Recording NLS-format cassettes

T. Joseph CARTER knghtbrd at
Mon Apr 17 05:31:07 UTC 2006

I have piles of NLS-format cassettes lying around, and I'd like to archive
them digitally.  Given that NLS still uses these silly things for new
books today, and that a basic MP3 player is both cheaper and smaller than
any portable NLS cassette player, I thought someone might have a good
answer to the question: how does one effectively record these things to
digital format?

If nobody has solved this problem yet, let's examine the format of these
things a moment..  A typical stereo cassette tape plays at 1 7/8 inches
per second and has four tracks.  When set on a table with side A facing
up, the tracks are left and right for side A, then right and left for side
B, obviously "reversed" if we're starting from the beginning of the tape.
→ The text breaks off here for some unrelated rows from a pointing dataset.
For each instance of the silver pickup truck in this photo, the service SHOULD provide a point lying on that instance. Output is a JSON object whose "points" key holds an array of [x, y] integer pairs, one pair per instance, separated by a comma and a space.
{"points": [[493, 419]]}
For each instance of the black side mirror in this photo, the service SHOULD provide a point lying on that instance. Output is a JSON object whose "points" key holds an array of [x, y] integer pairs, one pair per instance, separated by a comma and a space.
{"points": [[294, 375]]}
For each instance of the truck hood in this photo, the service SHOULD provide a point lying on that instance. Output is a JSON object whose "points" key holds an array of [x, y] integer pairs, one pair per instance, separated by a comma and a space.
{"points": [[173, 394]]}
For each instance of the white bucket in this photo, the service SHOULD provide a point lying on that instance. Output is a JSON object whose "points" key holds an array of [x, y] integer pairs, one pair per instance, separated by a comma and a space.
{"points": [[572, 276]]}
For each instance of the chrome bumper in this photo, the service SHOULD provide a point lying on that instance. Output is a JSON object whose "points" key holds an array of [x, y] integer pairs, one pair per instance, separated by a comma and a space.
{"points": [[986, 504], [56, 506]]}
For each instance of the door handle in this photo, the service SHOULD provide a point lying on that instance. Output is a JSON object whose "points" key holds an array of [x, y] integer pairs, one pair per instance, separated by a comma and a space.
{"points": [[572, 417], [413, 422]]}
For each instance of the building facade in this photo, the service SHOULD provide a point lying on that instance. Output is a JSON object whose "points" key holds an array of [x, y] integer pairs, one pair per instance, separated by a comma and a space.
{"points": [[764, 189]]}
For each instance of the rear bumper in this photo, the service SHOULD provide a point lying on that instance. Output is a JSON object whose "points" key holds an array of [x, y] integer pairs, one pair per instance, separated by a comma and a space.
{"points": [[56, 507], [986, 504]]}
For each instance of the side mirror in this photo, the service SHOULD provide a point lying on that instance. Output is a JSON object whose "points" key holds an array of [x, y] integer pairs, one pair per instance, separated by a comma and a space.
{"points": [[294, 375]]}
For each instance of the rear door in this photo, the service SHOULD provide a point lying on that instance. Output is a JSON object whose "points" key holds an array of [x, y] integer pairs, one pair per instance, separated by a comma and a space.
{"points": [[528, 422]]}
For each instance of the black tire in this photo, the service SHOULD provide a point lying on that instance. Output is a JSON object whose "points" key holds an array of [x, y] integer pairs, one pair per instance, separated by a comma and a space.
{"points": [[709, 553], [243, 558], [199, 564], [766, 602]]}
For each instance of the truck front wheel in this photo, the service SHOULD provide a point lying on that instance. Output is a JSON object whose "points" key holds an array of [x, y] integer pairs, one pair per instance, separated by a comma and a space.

NLS cassettes differ from this format, as I understand it, in the
following ways:

 - They play at half speed
 - Sides 1 and 2 are the left channels of sides A and B, as you'd expect
 - Side 3 is the right channel of, strangely enough, the B side
 - Side 4 is the right channel of the A side
 - There is a small amount of background crosstalk on most NLS tapes

This means if you were to play a NLS cassette in a standard stereo tape
player (amusingly, I currently don't actually HAVE a standard tape player
to test this), you'd get double-speed playback of two tracks of audio at
once, one forward in your left ear (side 1) and one reverse in your right
(side 4).

Scripting this should not be impossible, though I don't know what I'd use
immediately to do it.  Two passes per cassette are required, however with
a standard stereo tape player you can do it in 1/4 the time it would take
to play the tape using a NLS player.  Less if you have a way to accurately
play back the cassette at 2 or 4 times normal speed and a suitable sound

The process I envision is something like the script abcde, but a little
more complex because of the manual control of of the player:

 - Fill in a name and an author (I need just name, but whatever)
 - Prompt user for first tape, side A
 - User tells program to start and presses play
 - User tells program it's done with side A
 - Prompt user for side B
 - User tells program to start and presses play
 - User tells program it's done with side B
 - Prompt for more cassettes

That just gets the audio into the system, in a very unfriendly manner.
Honestly, that part is easy.  The hard part is processing the data.  Let
us assume that files are track_a.wav, track_b.wav, and that there is only
one cassette (since I have only one recording that goes onto a second
tape).  What needs to be done is this:

 - Extract side_01.wav (left channel of track_a.wav)
 - Extract side_02.wav (left channel of track_b.wav)
 - Extract side_03.wav (right channel of track_b.wav)
 - Extract side_04.wav (right channel of track_a.wav)
 - Reverse the audio for side_03 and 04
 - Slow audio down to half speed (ie, double the sample rate)
 - Trim audio files down to the part that contains actual audio
 - (Maybe) Apply some filter to remove tape hiss and crosstalk
 - (Wishful thinking) Find tone index markers and break tracks up at them

Having these things broken up into tracks and possibly into indexed bits,
in wav format, at the proper speed, it's trivial to archive them in some
format, format them as DAISY audio, whatever.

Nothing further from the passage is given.